Dans les tensions grandissantes entre l'hégémon pâlissant et l'inarrêtable duopole sino-russe, le bassin indo-pacifique occupe une place de plus en plus centrale sur l'échiquier. Est-ce tout à fait un hasard si cette expression, très en vogue depuis une dizaine d'années, remonte à l'époque de l'empire britannique ? On sait que derrière les dénominations géographiques se cachent souvent des enjeux géopolitiques. Il y a un siècle, il s'agissait pour Londres de maîtriser les mers et protéger ses possessions indiennes ; il s'agit aujourd'hui pour Washington de contenir l'Eurasie sur son flanc méridional et oriental.

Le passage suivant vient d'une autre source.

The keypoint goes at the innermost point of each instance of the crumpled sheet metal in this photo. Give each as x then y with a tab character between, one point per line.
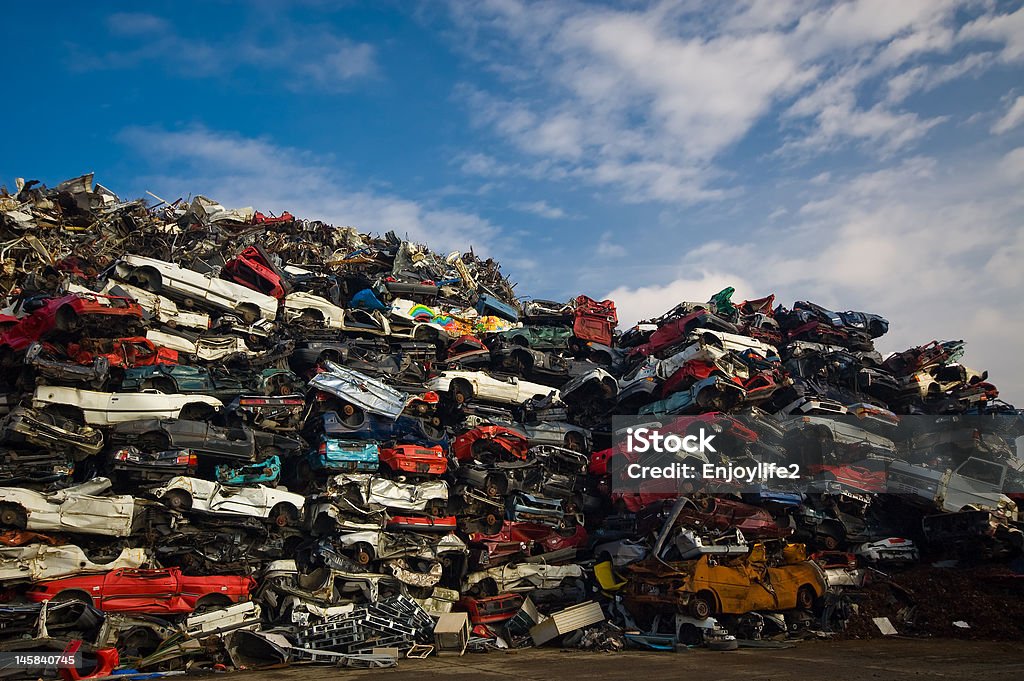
38	561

Pour ce faire, l'oncle Sam a élaboré une stratégie presque aussi vieille que son désir de régenter le monde, comme les fidèles lecteurs ont pu le lire dans l'ouvrage de votre serviteur :
La Corée n’est qu’un chaînon d’un réseau de containment bien plus vaste, mis en place par Washington dès les années 1950 : l’Island chain strategy ou, en bon français, « stratégie des chaînes d’îles ». Si ce fait est très peu connu en Europe et n’est jamais évoqué dans les médias, même les moins mauvais, il occupe pourtant les pensées des amiraux chinois et américains, ainsi que les états-majors de tous les pays de la région ou les publications spécialisées (en particulier le site de la revue japonaise The Diplomat).

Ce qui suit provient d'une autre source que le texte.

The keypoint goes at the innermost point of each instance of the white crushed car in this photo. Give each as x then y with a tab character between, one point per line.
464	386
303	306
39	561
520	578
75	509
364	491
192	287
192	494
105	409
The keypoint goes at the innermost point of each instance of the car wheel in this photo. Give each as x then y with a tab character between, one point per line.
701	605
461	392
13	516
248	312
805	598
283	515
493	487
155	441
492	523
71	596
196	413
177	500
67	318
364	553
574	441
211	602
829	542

Fait intéressant, la réflexion stratégique autour des îles du Pacifique-ouest commence très tôt, dès le début du XXe siècle. À l’époque, les États-Unis mettent la main sur les anciennes colonies espagnoles de Guam et des Philippines, tandis que l’Allemagne occupe les îles Mariannes et Palau, et que la marine japonaise prend son essor en dépossédant la Chine de Taïwan (1895). C’est à un certain Haushofer, attaché militaire allemand au Japon de 1908 à 1910, que l’on doit les premières analyses sérieuses, où apparaissent déjà des considérations bien actuelles : rideau de protection, nœuds stratégiques…
Pour Haushofer, cependant, ces chaînes d’îles constituaient pour les États continentaux comme la Chine un rempart face aux menées des puissances maritimes. Les vicissitudes du XXe siècle et l’inexorable expansion de l’empire américain retournent complètement la donne. Ces arcs insulaires sont désormais pour Washington un rideau de fer protégeant « son » Pacifique et contenant l’Eurasie – le bloc sino-soviétique durant la Guerre froide, le duo Pékin-Moscou de nos jours.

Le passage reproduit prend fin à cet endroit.